Another Cricket World Cup Ends in Failure for England


The first of cricket’s traditional powers is gone from the World Cup with the demise of England, and a second may follow before the playoffs begins next week.

England fell Monday when it lost by 15 runs to Bangladesh at the Adelaide Oval in Australia. The result finished off qualifying from Pool A, with both Bangladesh and Sri Lanka advancing to join the two co-hosts, Australia and New Zealand, in the final eight.

West Indies and Pakistan are in jeopardy in the other bracket, but their fate, along with that of the chronic overachiever Ireland, will not be clear until the final matches are played Sunday in Pool B.

It is debatable whether England’s elimination can truly be regarded as a shock, after its abysmal form earlier in the pool stage led to huge losses to Australia, New Zealand and Sri Lanka. It is the third time England has failed to progress in five World Cups.

Bangladesh traditionally is among the weakest of the 10 nations that have full Test-playing status. England’s elimination with one match to go, against Afghanistan, could have serious implications for the new management put in place after the team was swept in the Ashes series in Australia early last year.

“You just feel hollow,” England Coach Peter Moores told reporters. “We haven’t played well enough and we have to accept that. I can’t stand and say I’m making a difference, when we’ve just been knocked out of the World Cup.”

Moores admitted his future was out of his hands.

“I’ve got full faith in Peter Moores. He will stay,” said Paul Downton, the managing director of the England and Wales Cricket Board, who may himself come under pressure. “Everything will be reviewed. Now’s not the time to be doing it. We’ve got one more game to play. Let the dust settle. Everyone’s very emotional.”

England’s captain, Eoin Morgan, will also be in the line of fire. He was appointed only a few weeks ago when his predecessor, Alastair Cook, was axed.

“I’m gutted at the moment,” Morgan told reporters. His dismissal for 0 on Monday was his fifth scoreless innings in 11 international matches. “There’ll be an inquest over the next few weeks as to what happened and what went wrong.”

There will be numerous voices ready to offer an opinion on that issue.

“We got to the first game and we didn’t know our best side. We didn’t know what strategy we were going to adapt,” said the former England captain Andrew Strauss on Sky Sports. Strauss argued that England had been caught out by the aggressive, high-scoring approach that many teams are taking at the World Cup. “England have been stuck behind and are almost going in the opposite direction. Every game we’ve seen the same mistakes.”

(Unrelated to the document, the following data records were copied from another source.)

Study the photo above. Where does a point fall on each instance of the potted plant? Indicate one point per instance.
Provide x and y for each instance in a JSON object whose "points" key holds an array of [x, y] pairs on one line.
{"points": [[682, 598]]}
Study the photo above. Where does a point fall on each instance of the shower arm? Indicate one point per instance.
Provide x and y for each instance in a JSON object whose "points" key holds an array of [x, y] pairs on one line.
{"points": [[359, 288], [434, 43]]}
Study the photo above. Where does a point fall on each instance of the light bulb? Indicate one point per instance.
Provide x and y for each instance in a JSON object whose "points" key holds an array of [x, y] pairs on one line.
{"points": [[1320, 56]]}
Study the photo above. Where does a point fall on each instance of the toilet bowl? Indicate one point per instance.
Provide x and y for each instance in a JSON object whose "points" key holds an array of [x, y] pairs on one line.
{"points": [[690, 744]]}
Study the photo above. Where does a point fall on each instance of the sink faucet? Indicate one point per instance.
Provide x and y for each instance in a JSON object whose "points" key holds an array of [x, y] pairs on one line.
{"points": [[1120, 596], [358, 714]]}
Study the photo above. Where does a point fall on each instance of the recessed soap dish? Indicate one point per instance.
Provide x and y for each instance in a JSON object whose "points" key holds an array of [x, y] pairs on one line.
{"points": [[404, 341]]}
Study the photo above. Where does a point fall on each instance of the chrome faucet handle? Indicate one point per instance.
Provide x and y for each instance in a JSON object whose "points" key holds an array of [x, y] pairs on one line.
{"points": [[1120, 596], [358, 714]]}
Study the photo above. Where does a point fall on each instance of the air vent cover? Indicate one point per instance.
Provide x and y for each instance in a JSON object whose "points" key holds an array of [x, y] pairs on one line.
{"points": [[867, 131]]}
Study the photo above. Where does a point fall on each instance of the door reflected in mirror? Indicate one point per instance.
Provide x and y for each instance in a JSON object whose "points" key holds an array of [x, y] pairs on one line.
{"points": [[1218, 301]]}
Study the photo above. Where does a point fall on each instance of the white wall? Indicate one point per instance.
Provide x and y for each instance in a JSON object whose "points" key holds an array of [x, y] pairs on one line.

“Eng had the wrong team, the wrong style of play & everyone could see it,” the former Australia spin bowler Shane Warne said on Twitter. Warne is an ally and former teammate of Kevin Pietersen, the high-profile batsman dropped by England last year after the Ashes loss. Colin Graves, the newly elected chairman of the E.C.B., suggested last week that the door might not be forever closed to Pietersen.

The trouble is that the South Africa-born batsman has spent the year since he was dropped doing everything but scoring the runs needed to convince his detractors that he is worth another look. Instead, he has written a score-settling autobiography and shown on social media why he is such a divisive figure. He will also be 35 in June.

England’s batting was not the worst of its problems. Young batsmen like Joe Root, James Taylor, Jos Buttler and Moeen Ali all had their moments during the tournament. But England’s two most experienced bowlers, James Anderson and Stuart Broad, took only seven wickets between them in the five matches, while conceding 463 runs at a cost of nearly six runs per over.

“They haven’t bowled well enough. That’s pretty open and honest,” Jason Gillespie, the coach of current English county champions Yorkshire, told Sky Sports.

He said of the English bowlers, “They haven’t been able to take enough wickets or reduce the scoring rate. That’s an area for them to work on.”

Gillespie, a former Australia fast bowler, could be a candidate if Moores is fired.

Bangladesh deserved to win after it fought back from a poor start to outplay England in a tense finish. Bangladesh’s biggest star, Shakib al-Hasan, for once contributed very little, but less celebrated performers like Mahmudullah, who scored 103, and the quick bowler Rubel Hussain, who took four wickets, stepped up.

Bangladesh’s likeliest quarterfinal opponent is the reigning champion India, which has won all five of its matches, beating Ireland on Tuesday. India was also the firm favorite in 2007, when the two met in the World Cup in the West Indies, but it was Bangladesh that progressed.